Von Katharina Becker

DOW JONES NEWSWIRES

FRANKFURT (Dow Jones)--Noch vor dem Autosalon in Paris ist der Branche die Partylaune vergangen. Während einige Hersteller noch hoffen, dass die Verkäufe in den boomenden Märkten Russland, Brasilien oder China das tiefe Loch füllen, dass der Käuferstreik in Westeuropa und den USA hinterläßt, ist vielen Experten der Optimismus vergangen.

Statt PS-Protzen stehen bei der Automobilmesse in der französischen Hauptstadt vom 4. bis 19. Oktober sparsame, kleine Fahrzeuge im Scheinwerferlicht: So präsentiert Toyota das serienreife Ultra-Kompakt-Auto iQ und einen geschrumpften Geländewagen, Kia den neuen Kleinwagen Soul, Chevrolet die Kompakt-Limousine Cruze und Opel seinen neue Hoffnungsträger Insignia in der Ökoversion.

Vor dem Hintergrund der rasant gestiegenen Spritpreise und der Auswirkungen der Kreditkrise in den USA hoffen die Hersteller, die Kunden mit Sparmobilen überzeugen zu können.
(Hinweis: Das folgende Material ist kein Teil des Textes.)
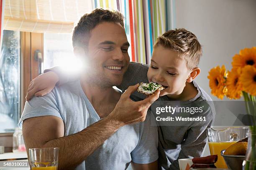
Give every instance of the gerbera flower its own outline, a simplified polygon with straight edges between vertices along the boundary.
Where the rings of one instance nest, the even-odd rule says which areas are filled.
[[[247,65],[242,70],[241,77],[243,90],[256,96],[256,68]]]
[[[235,69],[243,68],[248,65],[256,67],[256,47],[240,50],[239,55],[236,54],[233,57],[231,64]]]
[[[228,71],[227,78],[227,97],[230,99],[238,99],[242,96],[242,86],[239,77],[241,74],[241,69],[232,69]]]
[[[212,94],[217,98],[223,99],[226,92],[225,82],[227,73],[225,66],[221,68],[218,66],[212,68],[209,72],[207,78],[210,80],[210,87]]]

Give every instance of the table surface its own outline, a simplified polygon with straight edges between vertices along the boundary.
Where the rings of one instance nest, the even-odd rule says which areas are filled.
[[[7,152],[0,154],[0,160],[10,159],[27,159],[27,153]]]

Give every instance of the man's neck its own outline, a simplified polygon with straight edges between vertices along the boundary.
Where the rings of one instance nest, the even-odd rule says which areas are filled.
[[[81,85],[86,97],[101,118],[108,115],[119,100],[121,94],[112,87],[99,86],[81,78]]]

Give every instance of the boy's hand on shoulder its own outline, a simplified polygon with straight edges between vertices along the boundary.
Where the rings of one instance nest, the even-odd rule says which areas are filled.
[[[52,71],[38,75],[29,83],[26,100],[29,100],[34,95],[36,97],[44,96],[49,93],[59,80],[58,75]]]

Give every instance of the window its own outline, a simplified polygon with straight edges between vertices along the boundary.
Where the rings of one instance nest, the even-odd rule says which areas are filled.
[[[14,132],[20,117],[20,32],[4,30],[0,55],[0,133]]]
[[[74,62],[71,34],[44,33],[44,70],[56,65],[69,67]]]

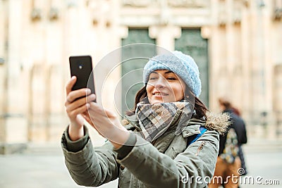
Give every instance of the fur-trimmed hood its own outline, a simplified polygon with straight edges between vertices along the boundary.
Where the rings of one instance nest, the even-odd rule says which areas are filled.
[[[208,130],[214,130],[219,134],[223,134],[231,125],[230,116],[228,113],[207,113],[207,121],[204,127]]]
[[[209,130],[216,130],[219,134],[223,134],[228,130],[228,126],[231,125],[229,120],[230,116],[228,113],[207,113],[207,120],[192,118],[189,120],[188,126],[193,125],[203,124],[204,127]],[[134,114],[130,116],[125,116],[122,122],[122,125],[126,127],[127,129],[132,129],[133,127],[138,127],[137,120],[136,115]]]

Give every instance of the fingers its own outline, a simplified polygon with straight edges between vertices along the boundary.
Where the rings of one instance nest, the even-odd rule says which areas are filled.
[[[72,93],[70,93],[69,95],[70,95]],[[78,94],[77,96],[78,96]],[[71,101],[71,100],[73,100],[71,97],[70,97],[70,99],[67,99],[65,104],[65,106],[66,107],[66,111],[68,113],[94,101],[96,99],[96,96],[95,94],[92,94],[74,101]]]
[[[72,103],[77,99],[85,97],[91,93],[91,90],[87,88],[83,88],[75,91],[72,91],[68,93],[66,96],[66,100],[69,103]]]
[[[89,104],[86,104],[85,105],[76,108],[73,111],[67,111],[68,115],[70,119],[74,119],[78,115],[86,111],[87,110],[87,108],[89,108]]]
[[[68,95],[71,92],[71,89],[75,84],[76,80],[77,80],[76,76],[73,76],[71,79],[68,80],[68,82],[66,83],[66,95]]]

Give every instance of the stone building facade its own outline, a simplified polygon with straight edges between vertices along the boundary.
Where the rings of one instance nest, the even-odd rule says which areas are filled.
[[[111,72],[116,63],[106,56],[135,42],[190,54],[212,111],[228,96],[250,134],[282,135],[281,0],[0,0],[0,14],[2,150],[59,140],[72,55],[90,54],[99,65],[98,101],[126,109],[128,79],[121,79],[136,67]],[[117,59],[126,56],[119,49]]]

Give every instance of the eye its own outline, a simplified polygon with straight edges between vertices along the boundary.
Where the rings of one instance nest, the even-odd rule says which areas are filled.
[[[166,80],[176,80],[176,78],[174,77],[168,77],[166,78]]]
[[[157,77],[149,77],[149,80],[157,80],[157,79],[158,79]]]

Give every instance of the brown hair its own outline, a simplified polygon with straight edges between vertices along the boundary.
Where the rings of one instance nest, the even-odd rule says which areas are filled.
[[[147,91],[146,91],[146,85],[145,85],[142,88],[141,88],[136,94],[135,96],[135,101],[134,103],[134,108],[131,111],[128,111],[125,112],[125,114],[128,115],[133,115],[135,113],[135,110],[137,108],[137,104],[141,102],[146,96],[147,96]],[[196,111],[196,114],[194,115],[193,118],[201,118],[204,117],[207,119],[207,106],[197,98],[195,94],[189,89],[189,87],[186,86],[186,89],[184,92],[184,99],[189,101],[191,104],[194,105],[194,109]]]

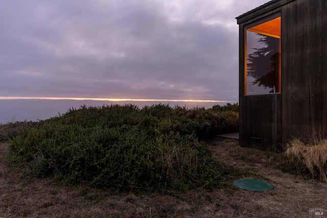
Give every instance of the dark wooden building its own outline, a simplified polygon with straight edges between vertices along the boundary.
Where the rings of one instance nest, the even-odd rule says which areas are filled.
[[[236,19],[241,146],[327,137],[327,0],[273,0]]]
Branchenexperten befürchten jedoch, dass der Nachfrageausfall länger anhält, als es den Herstellern lieb ist.

Kürzlich senkte die Citigroup ihre Erwartungen für die weltweiten Automobilverkäufe im laufenden und nächsten Jahr. 2008 dürften die Hersteller demnach erstmals seit 2001 weniger Pkw verkaufen. Analyst John Lawson schätzt das Minus auf 1,1%. "Wir wollen nicht zu schwarz malen, aber die entwickelten Märkte schrumpften im Sommer und selbst die Schwellenländer waren schwächer als zuvor." Mit den Einbrüchen bei den Autoverkäufen im August könne zwar die Talsole erreicht sein. Die Citi-Analysten bleiben dennoch skeptisch.

Auch die Analysten von Merrill Lynch legten die Latte nochmals tiefer. Bis Jahresende rechnen sie in Westeuropa mit einem Rückgang der Autoverkäufe um 6,1% nach 16,9 Mio Wagen im vergangenen Jahr. 2009 dürfte es demnach nochmal 5,1% abwärts gehen. "Die Banken haben immer noch kein Geld. Die Verbraucher auch nicht. Kein Geld bedeutet keine Autokäufer", lautet ihre düstere Prognose.

In der Tat gibt es wenig Lichtblicke: Der weltgrößte Automarkt USA steuert in diesem Jahr mit 14,1 bis 14,3 Millionen verkauften Fahrzeugen geradewegs auf ein 15-Jahres-Tief zu. Einen Vorgeschmack auf die Ausmaße der künftigen Schlaglöcher dürfte die Branche am Mittwoch erhalten, wenn die Automobilbauer ihre monatlichen Verkaufszahlen für die USA vorlegen. Mit einem Absatz von 1,05 Mio Wagen könnte der September einen weiteren Tiefpunkt in diesem Jahr markieren.

Europaweit lagen die Neuwagenverkäufe bis Ende August mit 10,4 Millionen Wagen knapp 4% unter dem Vorjahresniveau. Dabei konnte das dreiprozentige Plus in den neuen EU-Ländern die erdrutschartigen Einbrüche in Italien, Spanien und Großbritannien nicht ausbügeln.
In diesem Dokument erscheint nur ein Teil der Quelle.